片方の女性は、一人息子が名古屋の大学に通っているそうだ。
「学生食堂で100円の朝食が食べられる。それだけで安心できる」
もう一人に向かって、
「あなたの娘さんも名古屋の大学に通わせたら?」
笑い合う姿を見て、伸子の胸はじんわり温かくなる。
偏差値よりも、食生活を思う母心と、“からの巣”になった自分の暮らしを支えようとする心の防波堤。
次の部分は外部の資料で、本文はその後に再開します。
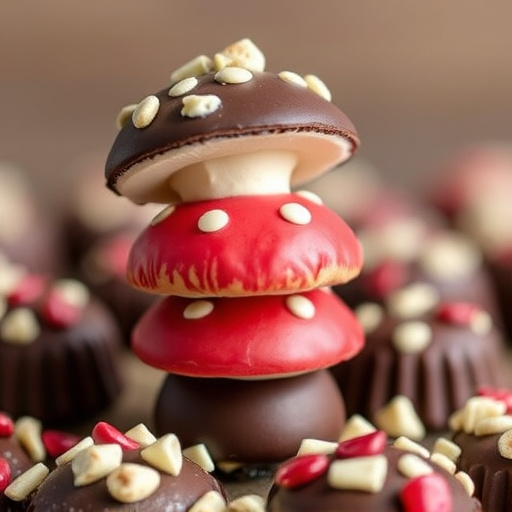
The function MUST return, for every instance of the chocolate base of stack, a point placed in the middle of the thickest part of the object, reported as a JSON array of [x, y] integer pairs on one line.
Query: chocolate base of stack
[[250, 421]]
ふと、大学生の娘に、焼きっぺやどんぐりのパン、野菜と、食べ物ばかりを詰めて送ったダンボールを思い出す。
あの時の自分もまた、同じ気持ちでいたのだ。
その気持ちが、二人の会話ににじんで親近感を覚えた。
ふと、片方の持ち物に目が止まる。
サザンのグッズだ。
「やっぱりね」と微笑む。
今朝は、同じ光景を見た人に、こうして出会える気がした。
昨夜の興奮が戻る。
名古屋城、四間道、そして水道記念館をかけあしでまわり、
日没後にコンサート会場、名古屋のバンテリンドーム ナゴヤ(旧ナゴヤドーム)に向かった。
いつもは同行する娘たちも、今夜ははいない。
初めて一人で会場に向かった桑田佳祐さんのコンサート。
あの、ステージに光が差し、音があふれた瞬間。
「お互い元気に頑張りましょう!」を全身で受け止めた。
会場を後にして着いた渚ホテルでは、興奮して眠れなかった。それにもかかわらず、朝はすっきり、新しい空気に包まれていた。
恋をしたわけではない。
でも、伸子の旅はまるで恋だった。
人でもなく、物語でもなく、この地球に恋をしたような——
初めての感触のメロディーの風に流された。
「白い恋人達」に続いたコンサートのラストは、「100万年の幸せ!!」。
旋律が未来を包みこむように、会場を満たしていた。
胸に残る幸福の余韻が、この珈琲店にも静かに満ちていた。
少しぬるくなったコーヒーを手に取る。
ふとテーブルを見ると、スマホがカタカタ揺れていた。
画面には「北広島にこにこ水道」と表示されている。
旅行気分は、一瞬にして消えた。
会社からの電話は皆無だ。
——あの日を除いて。
2018年9月6日——北海道胆振地震の日。
伸子の脳裏に、ブラックアウトした北海道の風景が浮かぶ。
地下鉄を使う同僚は職場に来られず、信号のない道路を息を詰めて進んでいた。
すれちがうドライバーの表情は、皆が皆こわばっていた。
交差点に警察官がたっていたが、到底、人数は足りない。
あの日を思い出して、伸子は体が緊張でこわばった。